Japan Landslide Rescue Continues With 39 Dead and 26 Missing

Rescue workers battled through mud for a second day in search of dozens of people still missing after torrential rain triggered landslides in the western Japanese city of Hiroshima that killed 39 people, national broadcaster NHK said.

About 630 self-defense forces personnel have been sent to the area, along with about 90 vehicles and four aircraft, the defense ministry said. Prime Minister Shinzo Abe has been shuttling between his summer home and Tokyo to coordinate a response to the disaster, while Russian President Vladimir Putin today conveyed his condolences to Abe.

A record 217.5 millimeters (about 8.5 inches) of rain fell in parts of Hiroshima over three hours yesterday morning, the meteorological agency said. About 2,500 military, police and fire personnel are searching for victims, NHK reported.

“Unfortunately there are many people still missing,” Abe told officials in a meeting at his official residence today. “I want the government to work together to do all in its power to rescue them as soon as possible.”

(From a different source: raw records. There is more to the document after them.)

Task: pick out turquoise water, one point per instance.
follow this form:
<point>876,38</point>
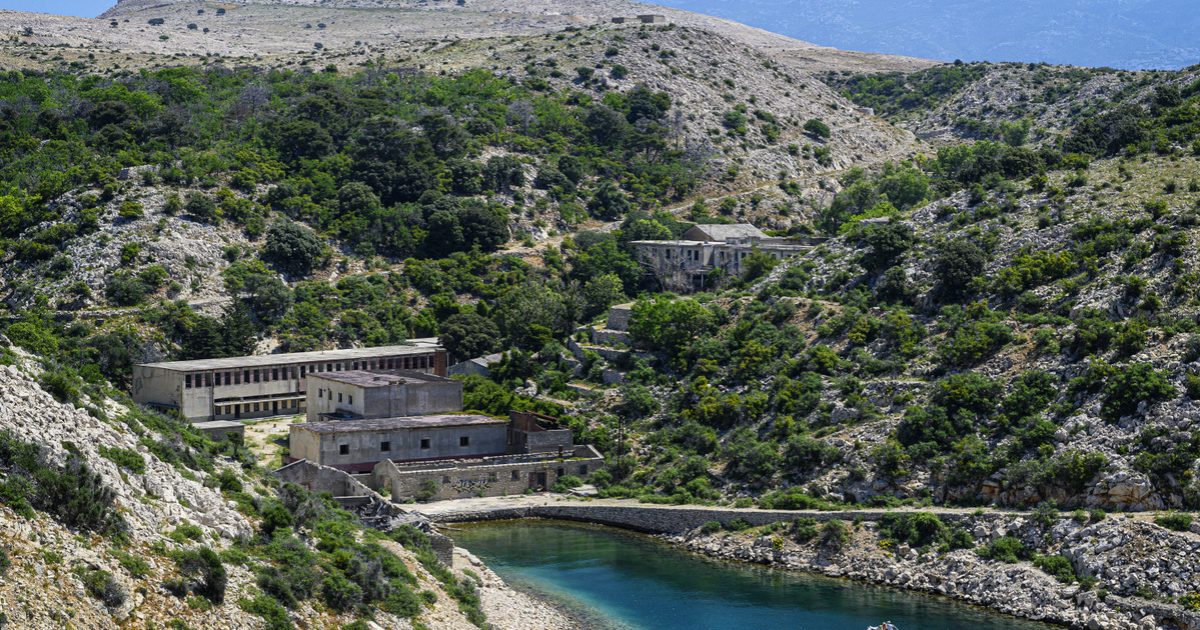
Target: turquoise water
<point>613,579</point>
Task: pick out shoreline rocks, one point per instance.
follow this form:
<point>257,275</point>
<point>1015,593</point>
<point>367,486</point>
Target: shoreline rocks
<point>1102,551</point>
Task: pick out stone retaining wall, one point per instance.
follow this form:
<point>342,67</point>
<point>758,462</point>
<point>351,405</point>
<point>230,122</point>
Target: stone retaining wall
<point>665,519</point>
<point>480,479</point>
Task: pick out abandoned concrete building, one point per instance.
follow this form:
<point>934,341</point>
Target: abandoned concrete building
<point>360,394</point>
<point>400,432</point>
<point>685,264</point>
<point>357,445</point>
<point>267,385</point>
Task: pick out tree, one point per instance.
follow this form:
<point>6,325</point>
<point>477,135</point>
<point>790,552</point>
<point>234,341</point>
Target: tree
<point>609,203</point>
<point>292,247</point>
<point>904,185</point>
<point>817,129</point>
<point>887,243</point>
<point>533,315</point>
<point>757,264</point>
<point>503,173</point>
<point>957,263</point>
<point>483,227</point>
<point>469,335</point>
<point>1127,389</point>
<point>601,292</point>
<point>201,207</point>
<point>670,325</point>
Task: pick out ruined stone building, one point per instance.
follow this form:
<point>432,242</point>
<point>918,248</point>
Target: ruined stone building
<point>687,264</point>
<point>405,435</point>
<point>267,385</point>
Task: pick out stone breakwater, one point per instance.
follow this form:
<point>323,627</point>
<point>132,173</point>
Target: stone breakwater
<point>1128,558</point>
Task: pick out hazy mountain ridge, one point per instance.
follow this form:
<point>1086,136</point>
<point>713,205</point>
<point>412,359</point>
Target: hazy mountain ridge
<point>1138,34</point>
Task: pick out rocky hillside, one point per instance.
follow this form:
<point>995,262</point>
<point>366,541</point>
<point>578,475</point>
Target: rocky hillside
<point>154,526</point>
<point>1009,102</point>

Disaster management minister Keiji Furuya went yesterday to the city that lies about 800 kilometers (497 miles) west of Tokyo. At least one rescue worker was among the dead, the Sankei newspaper reported, citing the Hiroshima fire department.

Rain may continue to fall in the area over the next two days, the meteorological agency said, warning residents to be alert for further landslides and swollen rivers.

Vacation Golf

The news from Hiroshima led Abe to cut short a game of golf yesterday in Yamanashi Prefecture, where he has a summer home, with Trade Minister Toshimitsu Motegi and former Prime minister Yoshiro Mori, the Jiji news agency reported. Abe returned to Yamanashi last night, then circled back to Tokyo today, Kyodo news reported.

In January 2001, Mori came under pressure to resign as premier when he finished a round of golf after being told a Japanese fishing boat carrying 13 high school students had been struck off Hawaii by a U.S. submarine. He stepped down in April that year.

Banri Kaieda, leader of the opposition Democratic Party of Japan, criticized Abe for not abandoning his golf game more quickly, in comments made yesterday and published on the party’s website.

“Prime Minister Shinzo Abe must have known how tense and serious the situation was,” Kaieda said. “He’s always saying he will protect the lives of the people of Japan, so he should take actions to do that.”

(The name of the DPJ leader was misspelled in an earlier version of this story.)